An image showing plastic litter and marine organisms on the Arctic seafloor. (James Taylor / OFOS / Alfred Wegener Institute)

The Arctic’s growing tourism and shipping industry might not just bring more cash: it could bring more trash.

That’s according to a team of German scientists who report in the online scientific journal, Deep Sea Research Part 1: Oceanographic Research Papers, that more garbage sits on the Arctic seabed than ever before, and it’s linked to areas that have seen a boom in vessel traffic as Arctic ice recedes.

The report’s conclusions are drawn from photographs they collected between 2002 and 2014 that show trash resting on the ocean floor west of the Norwegian Arctic archipelago of Svalbard.

Scientists Mine K. Tekman, Thomas Krumpen and Melanie Bergman say the high levels of trash density are “surprising,” considering “the remote location [of the field stations].”

So how much more waste?

One of two research locations between Greenland and Svalbard reached a “mean annual litter density,” or ALD, of 6,566 items per square kilometer in 2014, or slightly less than the 6,620 per square kilometer average for an area of the seabed near Lisbon—capital of Portugal—with a population well over half a million.

Those figures are a projected average, using an algorithm agreed upon by the academic community—there actually only 89 pieces of trash catalogued in 7,058 photos taken across about 28,161 square metres.

But when compared with ship activity in the region, the data showed “significant positive correlations” between trash density and ship counts, according to the report.

“The increase in tourism and fishing vessel sightings west off Svalbard showed the strongest increase among maritime traffic information,” the report notes, adding that rough head counts by coast guard vessels of ships in the area more than doubled between 2002 and 2014, from 47 sightings to 102.

Ein Stück Plastiknetz am HAUSGARTEN, dem Tiefsee-Observatorium des Alfred-Wegener-Instituts in der Framstraße.
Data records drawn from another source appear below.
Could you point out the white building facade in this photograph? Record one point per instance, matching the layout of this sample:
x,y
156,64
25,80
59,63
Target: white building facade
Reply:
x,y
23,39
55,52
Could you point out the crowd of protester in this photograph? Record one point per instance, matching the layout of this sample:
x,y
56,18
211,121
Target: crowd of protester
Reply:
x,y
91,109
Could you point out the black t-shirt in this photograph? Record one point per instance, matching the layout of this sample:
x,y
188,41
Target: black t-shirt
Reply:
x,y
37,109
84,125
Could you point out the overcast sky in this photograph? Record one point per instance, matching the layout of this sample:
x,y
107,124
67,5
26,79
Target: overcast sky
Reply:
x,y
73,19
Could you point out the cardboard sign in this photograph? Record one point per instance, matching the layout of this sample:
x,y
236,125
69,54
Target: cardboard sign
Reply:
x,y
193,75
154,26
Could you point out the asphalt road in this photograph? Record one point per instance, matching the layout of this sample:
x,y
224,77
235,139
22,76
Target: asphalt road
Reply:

Diese Aufnahme stammt vom OFOS-Kamerasystem aus 2500 m Tiefe. A piece of plastic net at the HAUSGARTEN, the deepsea observatory of the Alfred Wegener Institute in the Fram Strait. This image was taken by the OFOS camera system in a depth of 2500 m.
A piece of plastic net at the HAUSGARTEN, the deepsea observatory of the Alfred Wegener Institute in the Fram Strait. (Melanie Bergmann / OFOS / Alfred Wegener Institute)

Shifting norms for Arctic sea ice, which continues to set new record lows during the winter, allow more ships to travel further north in open water and areas of thin ice.

Thin ice can then deposit trash across the High Arctic when it melts in the summer, the report speculated.

“The receding sea ice coverage associated with global change has opened hitherto largely inaccessible environments to humans and the impacts of tourism, industrial activities including shipping and fisheries, all of which are potential sources of marine litter,” the report says.

Some of the items documented in the study include rope, fabric, glass, cardboard, pottery, timber and plastic.

And the trash isn’t just lying inert on the seafloor: 50 of the 89 catalogued trash items were affecting organisms such as sponges, stalked sea lilies, anemone and shrimp.

Still more seafloor trash may become a trend to look forward to in the coming years, as the Arctic’s yearly sea ice extents continue to shrink and more ships routinely navigate through the Northwest Passage.

As governments continue to develop regulations for a growing northern tourism industry, more ships—such as the record setting 1,000-passenger Crystal Serenity cruise ship—have navigated through the passage each year.

And many of those ships will be passing through Lancaster Sound, between Baffin Island and Devon Island, at some point in their journeys, potentially impacting a major marine polynya that was at the center of a series of relinquished oil permits by Shell Canada last summer.

“Our findings indicate that the Arctic faces a pollution problem and that it is spreading in the North,” the report said.

“Considering the importance of the Arctic region for global climate and ecosystem health, identifying the changes in [human caused] stress and its direct or indirect sources provide future information for future projections to regulate human activities.”